Prescribing Patterns and Clinician Perceptions of GLP-1 Receptor Agonists Beyond Diabetes Management: A Cross-Sectional Study

Abstract

Background: Glucagon-like peptide-1 receptor agonists (GLP-1 RAs) are increasingly used beyond diabetes, yet real-world prescribing behaviors and clinician perceptions remain heterogeneous, particularly regarding gastrointestinal tolerability and cardiometabolic benefit. Objective: To characterize prescribing patterns and clinician perceptions of GLP-1–based therapies beyond diabetes management and identify factors associated with beyond-diabetes prescribing.

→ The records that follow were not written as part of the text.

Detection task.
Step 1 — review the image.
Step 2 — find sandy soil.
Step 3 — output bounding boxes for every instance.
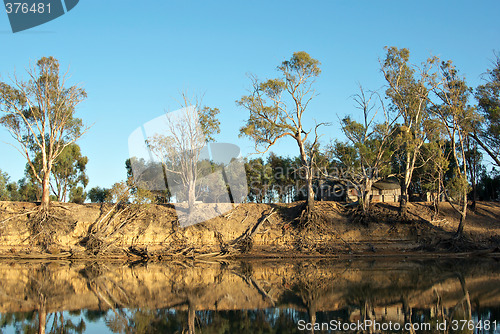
[0,202,500,261]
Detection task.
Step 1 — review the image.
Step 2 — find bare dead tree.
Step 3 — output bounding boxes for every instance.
[0,57,88,212]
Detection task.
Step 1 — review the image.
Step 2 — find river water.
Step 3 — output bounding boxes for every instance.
[0,258,500,334]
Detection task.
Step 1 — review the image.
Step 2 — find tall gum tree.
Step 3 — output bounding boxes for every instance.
[236,51,326,219]
[431,61,481,237]
[330,86,396,215]
[0,57,88,212]
[471,55,500,167]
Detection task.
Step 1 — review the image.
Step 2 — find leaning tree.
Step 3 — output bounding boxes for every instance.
[236,51,325,218]
[0,57,88,212]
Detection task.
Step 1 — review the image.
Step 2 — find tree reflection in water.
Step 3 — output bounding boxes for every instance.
[0,259,500,334]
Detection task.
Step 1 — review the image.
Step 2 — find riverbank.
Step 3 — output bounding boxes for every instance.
[0,202,500,261]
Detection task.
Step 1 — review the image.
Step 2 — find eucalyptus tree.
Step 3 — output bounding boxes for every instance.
[431,61,481,237]
[331,86,397,214]
[26,143,88,202]
[236,51,325,219]
[381,47,435,216]
[146,93,220,212]
[0,57,87,212]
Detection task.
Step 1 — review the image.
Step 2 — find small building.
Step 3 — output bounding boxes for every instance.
[316,179,401,203]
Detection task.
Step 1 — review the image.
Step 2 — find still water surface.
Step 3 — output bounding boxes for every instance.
[0,258,500,334]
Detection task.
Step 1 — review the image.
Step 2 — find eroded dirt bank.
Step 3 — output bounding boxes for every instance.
[0,202,500,261]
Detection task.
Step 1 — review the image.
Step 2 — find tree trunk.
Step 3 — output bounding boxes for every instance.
[306,170,314,219]
[38,301,47,334]
[42,170,50,211]
[188,180,196,213]
[362,179,372,215]
[455,191,467,238]
[399,185,408,217]
[188,300,196,334]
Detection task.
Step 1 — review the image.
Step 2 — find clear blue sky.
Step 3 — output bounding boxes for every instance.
[0,0,500,189]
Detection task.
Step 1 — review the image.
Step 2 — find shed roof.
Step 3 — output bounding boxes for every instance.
[373,180,401,190]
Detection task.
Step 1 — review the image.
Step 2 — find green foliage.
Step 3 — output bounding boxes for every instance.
[0,57,87,210]
[0,170,10,201]
[88,187,110,203]
[26,143,88,202]
[198,106,220,142]
[475,55,500,164]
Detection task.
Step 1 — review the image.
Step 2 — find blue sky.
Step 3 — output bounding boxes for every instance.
[0,0,500,189]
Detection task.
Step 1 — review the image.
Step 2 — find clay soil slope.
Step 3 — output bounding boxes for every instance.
[0,202,500,261]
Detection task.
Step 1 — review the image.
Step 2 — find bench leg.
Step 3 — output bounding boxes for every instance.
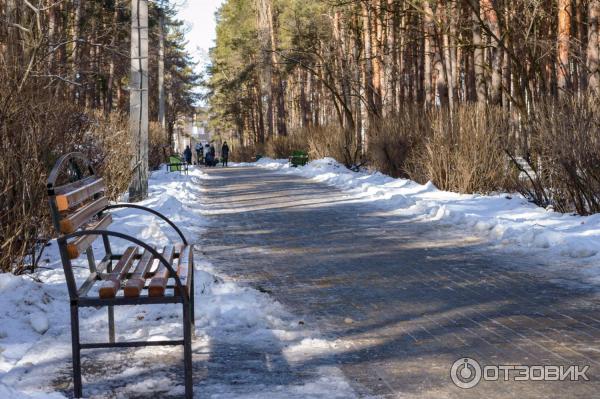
[183,302,194,399]
[71,304,83,398]
[190,264,196,337]
[108,306,115,344]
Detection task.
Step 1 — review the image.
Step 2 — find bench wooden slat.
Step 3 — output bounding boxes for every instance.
[123,250,155,298]
[175,245,194,295]
[98,246,139,298]
[60,197,108,234]
[67,213,112,259]
[148,245,175,296]
[77,256,110,297]
[54,178,106,211]
[53,175,98,195]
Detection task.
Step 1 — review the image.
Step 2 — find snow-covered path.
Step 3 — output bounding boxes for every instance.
[202,167,600,398]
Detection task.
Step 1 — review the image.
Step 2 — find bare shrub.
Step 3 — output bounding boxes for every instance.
[0,94,131,273]
[229,143,264,162]
[368,106,431,179]
[520,96,600,215]
[148,122,171,170]
[302,125,362,168]
[409,105,509,193]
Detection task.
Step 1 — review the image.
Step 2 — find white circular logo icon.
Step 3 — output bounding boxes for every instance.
[450,357,481,389]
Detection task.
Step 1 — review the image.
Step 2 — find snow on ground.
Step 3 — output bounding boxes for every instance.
[0,168,354,399]
[244,158,600,284]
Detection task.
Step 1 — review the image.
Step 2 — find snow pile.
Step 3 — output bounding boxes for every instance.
[0,168,354,399]
[253,158,600,264]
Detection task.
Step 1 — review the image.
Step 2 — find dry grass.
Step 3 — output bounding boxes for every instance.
[519,97,600,215]
[408,105,509,193]
[368,107,431,179]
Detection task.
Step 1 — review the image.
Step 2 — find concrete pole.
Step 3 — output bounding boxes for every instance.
[129,0,148,201]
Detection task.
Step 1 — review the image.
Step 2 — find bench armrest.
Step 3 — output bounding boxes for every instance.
[103,203,188,245]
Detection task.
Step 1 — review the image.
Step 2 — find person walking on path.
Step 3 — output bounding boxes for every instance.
[183,145,192,165]
[196,142,204,165]
[221,141,229,167]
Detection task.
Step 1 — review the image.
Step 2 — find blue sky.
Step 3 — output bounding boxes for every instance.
[176,0,223,70]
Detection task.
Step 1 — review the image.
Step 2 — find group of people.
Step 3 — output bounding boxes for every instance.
[183,141,229,167]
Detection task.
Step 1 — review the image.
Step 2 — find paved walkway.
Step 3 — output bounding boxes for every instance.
[203,168,600,398]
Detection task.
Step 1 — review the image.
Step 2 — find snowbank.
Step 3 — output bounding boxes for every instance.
[0,168,354,399]
[253,158,600,264]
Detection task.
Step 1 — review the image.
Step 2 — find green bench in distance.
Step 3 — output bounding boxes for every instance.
[288,151,308,168]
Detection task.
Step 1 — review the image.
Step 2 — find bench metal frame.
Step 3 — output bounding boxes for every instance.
[48,153,195,399]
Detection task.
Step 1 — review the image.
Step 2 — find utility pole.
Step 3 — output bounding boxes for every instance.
[129,0,148,201]
[158,1,166,132]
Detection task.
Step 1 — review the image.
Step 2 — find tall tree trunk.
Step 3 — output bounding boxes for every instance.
[587,0,600,95]
[256,0,274,137]
[423,0,434,108]
[480,0,503,104]
[470,0,486,104]
[556,0,571,95]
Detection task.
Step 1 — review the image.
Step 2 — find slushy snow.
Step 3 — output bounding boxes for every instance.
[248,158,600,284]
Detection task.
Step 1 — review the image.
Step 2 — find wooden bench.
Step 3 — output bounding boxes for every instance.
[288,151,308,168]
[167,155,189,175]
[48,153,194,399]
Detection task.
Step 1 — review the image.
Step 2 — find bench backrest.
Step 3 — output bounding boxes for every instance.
[47,152,112,269]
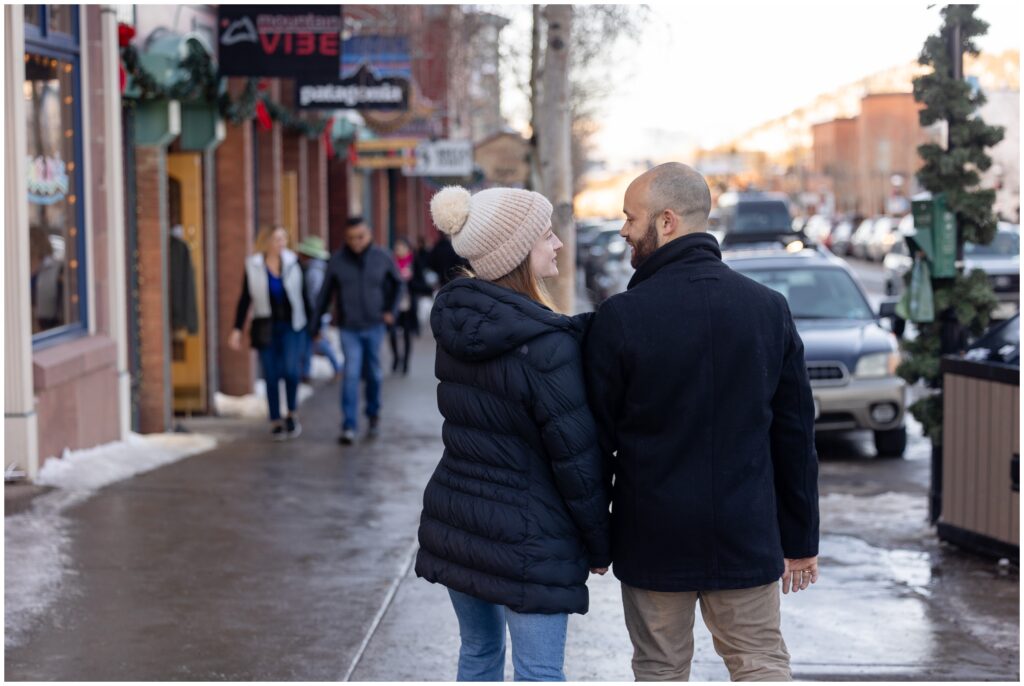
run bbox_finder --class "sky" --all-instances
[500,0,1021,170]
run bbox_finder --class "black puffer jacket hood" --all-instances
[416,278,610,613]
[430,278,583,361]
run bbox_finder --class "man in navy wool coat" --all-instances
[585,163,818,681]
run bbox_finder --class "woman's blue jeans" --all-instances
[259,320,302,422]
[449,589,569,681]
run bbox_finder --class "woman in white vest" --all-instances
[227,226,310,440]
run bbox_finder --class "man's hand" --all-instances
[782,556,818,593]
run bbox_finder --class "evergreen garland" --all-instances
[121,39,327,138]
[898,5,1004,444]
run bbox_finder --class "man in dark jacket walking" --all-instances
[309,217,404,445]
[427,234,469,287]
[585,164,818,681]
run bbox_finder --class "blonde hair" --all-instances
[492,255,558,312]
[253,225,292,255]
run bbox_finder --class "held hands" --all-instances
[782,556,818,593]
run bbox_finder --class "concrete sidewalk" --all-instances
[5,327,1019,681]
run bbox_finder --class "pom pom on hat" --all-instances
[430,185,471,235]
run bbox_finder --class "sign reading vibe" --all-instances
[217,5,342,77]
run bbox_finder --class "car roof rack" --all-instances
[721,229,818,252]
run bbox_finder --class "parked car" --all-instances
[718,191,797,245]
[803,214,833,246]
[823,217,859,257]
[964,314,1021,367]
[849,217,874,260]
[577,219,615,267]
[583,221,623,292]
[964,221,1021,319]
[867,217,912,262]
[590,235,636,308]
[883,221,1020,319]
[723,241,906,457]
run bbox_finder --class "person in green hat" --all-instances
[295,235,342,383]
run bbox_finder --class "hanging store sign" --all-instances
[295,36,413,112]
[406,140,473,178]
[295,68,409,111]
[217,5,342,78]
[28,155,71,205]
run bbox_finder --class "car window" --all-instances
[964,231,1021,257]
[734,265,874,319]
[732,201,793,233]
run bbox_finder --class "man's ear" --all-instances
[662,210,679,235]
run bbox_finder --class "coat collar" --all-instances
[626,231,722,290]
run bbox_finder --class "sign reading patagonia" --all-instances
[295,36,413,110]
[217,5,342,79]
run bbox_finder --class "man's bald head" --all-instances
[620,162,711,267]
[634,162,711,233]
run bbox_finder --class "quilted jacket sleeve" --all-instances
[534,334,611,567]
[771,302,818,559]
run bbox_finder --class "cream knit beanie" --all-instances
[430,185,552,281]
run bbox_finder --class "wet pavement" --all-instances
[5,309,1020,681]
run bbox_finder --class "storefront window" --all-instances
[25,5,85,335]
[46,5,72,36]
[25,5,43,29]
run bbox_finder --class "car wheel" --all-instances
[874,426,906,458]
[893,316,906,338]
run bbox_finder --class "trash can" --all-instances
[938,355,1020,563]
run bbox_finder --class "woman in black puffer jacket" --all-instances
[416,187,611,681]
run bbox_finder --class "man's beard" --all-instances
[630,217,657,269]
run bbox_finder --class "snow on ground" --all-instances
[213,378,315,419]
[4,433,216,647]
[213,327,345,419]
[36,433,216,495]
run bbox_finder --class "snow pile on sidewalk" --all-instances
[213,378,315,419]
[36,433,217,492]
[4,434,216,647]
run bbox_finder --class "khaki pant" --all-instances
[623,582,793,681]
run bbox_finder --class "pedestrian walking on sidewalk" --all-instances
[585,164,818,681]
[427,233,469,287]
[388,239,431,375]
[310,217,404,445]
[416,187,610,681]
[227,226,310,440]
[295,235,342,381]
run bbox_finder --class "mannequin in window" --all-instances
[29,226,65,334]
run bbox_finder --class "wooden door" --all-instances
[167,153,207,415]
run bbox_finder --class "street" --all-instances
[5,265,1019,681]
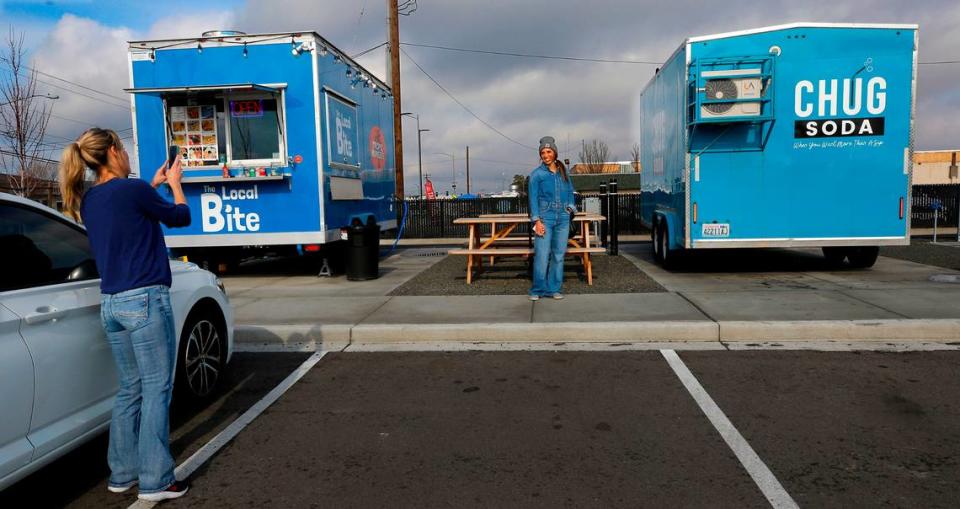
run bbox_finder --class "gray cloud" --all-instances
[16,0,960,191]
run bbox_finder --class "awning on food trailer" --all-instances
[123,83,287,95]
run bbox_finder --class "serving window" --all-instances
[164,89,287,169]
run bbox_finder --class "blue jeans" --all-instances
[530,210,570,297]
[100,286,176,493]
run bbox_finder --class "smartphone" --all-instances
[167,145,180,169]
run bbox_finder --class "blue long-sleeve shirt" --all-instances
[527,164,577,222]
[80,178,190,294]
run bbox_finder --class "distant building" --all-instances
[0,173,63,210]
[570,173,640,196]
[913,150,960,186]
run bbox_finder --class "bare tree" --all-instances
[580,139,610,173]
[0,28,56,197]
[630,143,640,172]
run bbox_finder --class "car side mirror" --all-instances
[67,259,100,281]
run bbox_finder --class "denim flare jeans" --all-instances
[100,286,176,493]
[530,209,570,297]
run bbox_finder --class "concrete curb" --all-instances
[351,321,718,344]
[718,318,960,342]
[234,324,353,352]
[236,319,960,351]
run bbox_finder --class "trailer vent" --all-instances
[700,69,763,118]
[704,80,739,115]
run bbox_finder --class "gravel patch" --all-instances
[880,239,960,270]
[390,255,666,295]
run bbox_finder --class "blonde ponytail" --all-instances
[60,142,87,222]
[60,127,123,222]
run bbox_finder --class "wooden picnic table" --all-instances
[448,212,606,285]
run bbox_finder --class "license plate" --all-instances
[703,223,730,237]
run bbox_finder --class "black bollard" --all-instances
[600,182,610,247]
[608,179,620,256]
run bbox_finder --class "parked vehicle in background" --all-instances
[0,193,233,489]
[640,23,918,267]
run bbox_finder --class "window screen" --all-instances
[229,97,280,161]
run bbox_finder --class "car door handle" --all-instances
[24,306,67,325]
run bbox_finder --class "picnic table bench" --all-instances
[448,212,606,285]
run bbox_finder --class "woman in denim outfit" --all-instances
[528,136,577,301]
[60,128,190,501]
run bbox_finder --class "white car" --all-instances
[0,193,233,490]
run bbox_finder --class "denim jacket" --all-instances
[527,164,577,222]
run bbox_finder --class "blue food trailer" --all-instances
[127,31,397,269]
[639,23,918,267]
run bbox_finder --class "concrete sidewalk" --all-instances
[225,243,960,350]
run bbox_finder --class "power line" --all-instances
[400,42,663,65]
[350,42,387,60]
[400,42,960,65]
[400,48,536,150]
[0,148,60,164]
[0,57,129,108]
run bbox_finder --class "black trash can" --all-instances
[347,216,380,281]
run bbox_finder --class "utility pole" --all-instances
[387,0,404,200]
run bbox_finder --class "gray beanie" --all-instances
[537,136,560,155]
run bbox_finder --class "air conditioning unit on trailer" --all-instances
[700,69,763,118]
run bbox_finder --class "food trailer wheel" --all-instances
[847,246,880,269]
[823,247,847,267]
[650,217,660,263]
[658,223,677,269]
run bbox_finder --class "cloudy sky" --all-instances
[0,0,960,193]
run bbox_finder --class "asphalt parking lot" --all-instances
[7,244,960,508]
[9,351,960,507]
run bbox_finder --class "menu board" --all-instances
[170,105,220,167]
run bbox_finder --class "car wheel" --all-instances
[174,307,227,399]
[650,219,660,263]
[847,246,880,269]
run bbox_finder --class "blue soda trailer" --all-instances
[127,32,397,267]
[640,23,918,267]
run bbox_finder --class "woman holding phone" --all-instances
[528,136,577,301]
[60,127,190,501]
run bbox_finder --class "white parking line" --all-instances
[660,350,799,508]
[129,351,327,509]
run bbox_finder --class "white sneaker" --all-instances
[107,480,139,493]
[137,481,190,502]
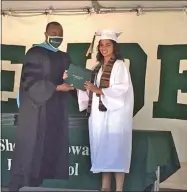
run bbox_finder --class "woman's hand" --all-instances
[84,81,103,95]
[62,70,68,80]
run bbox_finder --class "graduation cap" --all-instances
[86,29,122,57]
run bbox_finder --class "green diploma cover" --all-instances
[66,64,92,90]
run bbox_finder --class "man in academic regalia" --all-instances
[10,22,73,191]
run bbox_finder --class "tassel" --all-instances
[86,34,96,57]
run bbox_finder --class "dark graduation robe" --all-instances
[10,42,70,190]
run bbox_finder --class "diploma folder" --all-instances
[66,64,92,90]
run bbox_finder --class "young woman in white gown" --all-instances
[64,30,134,191]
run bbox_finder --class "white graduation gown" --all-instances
[78,60,134,173]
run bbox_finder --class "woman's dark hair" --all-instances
[96,40,124,62]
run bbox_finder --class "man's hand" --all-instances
[56,83,74,92]
[62,70,68,80]
[84,81,103,95]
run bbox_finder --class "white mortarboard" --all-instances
[86,30,122,57]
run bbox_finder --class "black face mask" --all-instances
[47,36,63,49]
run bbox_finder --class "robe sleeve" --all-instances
[77,90,89,112]
[21,49,56,105]
[101,61,131,110]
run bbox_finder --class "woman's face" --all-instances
[99,39,114,57]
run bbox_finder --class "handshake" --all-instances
[56,71,100,93]
[56,71,74,92]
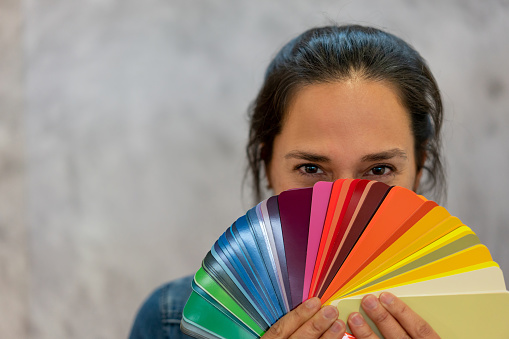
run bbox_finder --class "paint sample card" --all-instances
[181,179,509,339]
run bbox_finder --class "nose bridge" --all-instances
[333,168,359,180]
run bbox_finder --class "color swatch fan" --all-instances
[181,179,509,339]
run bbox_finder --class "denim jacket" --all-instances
[129,276,193,339]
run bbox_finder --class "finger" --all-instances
[361,294,409,338]
[320,319,346,339]
[380,292,440,339]
[290,306,344,339]
[262,298,321,339]
[348,312,379,339]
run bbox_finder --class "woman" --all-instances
[131,26,444,339]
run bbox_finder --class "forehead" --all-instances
[280,79,413,152]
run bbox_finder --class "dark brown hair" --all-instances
[246,25,445,205]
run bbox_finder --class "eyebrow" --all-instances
[285,148,408,163]
[361,148,408,162]
[285,151,331,163]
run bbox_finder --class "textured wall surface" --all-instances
[0,0,509,339]
[0,0,30,338]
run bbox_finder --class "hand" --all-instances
[348,292,440,339]
[262,298,346,339]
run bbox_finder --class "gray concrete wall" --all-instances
[0,0,509,339]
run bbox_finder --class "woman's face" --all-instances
[266,79,420,194]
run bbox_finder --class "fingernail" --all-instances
[350,313,364,326]
[304,298,321,309]
[362,294,378,310]
[330,320,345,333]
[380,292,394,306]
[323,306,339,319]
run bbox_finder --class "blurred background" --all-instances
[0,0,509,339]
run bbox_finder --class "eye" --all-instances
[297,164,323,174]
[366,165,394,176]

Methods: A cross-sectional clinician survey (N=160) assessed clinician characteristics, prescribing behaviors, titration strategy, gastrointestinal adverse-event (GI-AE) discontinuation, perceived benefits (weight, cardiovascular, heart failure), perceived GI risk, and implementation barriers. The primary outcome was clinician-reported prescribing beyond diabetes (yes/no). Associations were evaluated using chi-square tests and multivariable logistic regression with  odds ratios (aORs) and 95% confidence intervals (CIs). Results: Overall, 86.3% prescribed GLP-1–based therapy and 68.1% prescribed beyond diabetes. Among prescribers, 37.7% used slower-than-label titration due to GI tolerability and 28.3% reported GI-AE discontinuation in the prior 6 months. Beyond-diabetes prescribing was independently associated with formal incretin training (aOR 2.48, 95% CI 1.23–5.00) and endocrinology vs family medicine specialty (aOR 3.12, 95% CI 1.27–7.69), while higher perceived GI-AE burden (aOR 0.71 per Likert point, 95% CI 0.52–0.98) and access-barrier severity (aOR 0.66 per Likert point, 95% CI 0.44–0.98) reduced the odds of beyond-diabetes prescribing. Conclusion: Beyond-diabetes GLP-1 prescribing is common and is shaped by training and specialty context, but constrained by GI tolerability and access barriers, supporting targeted education and implementation strategies.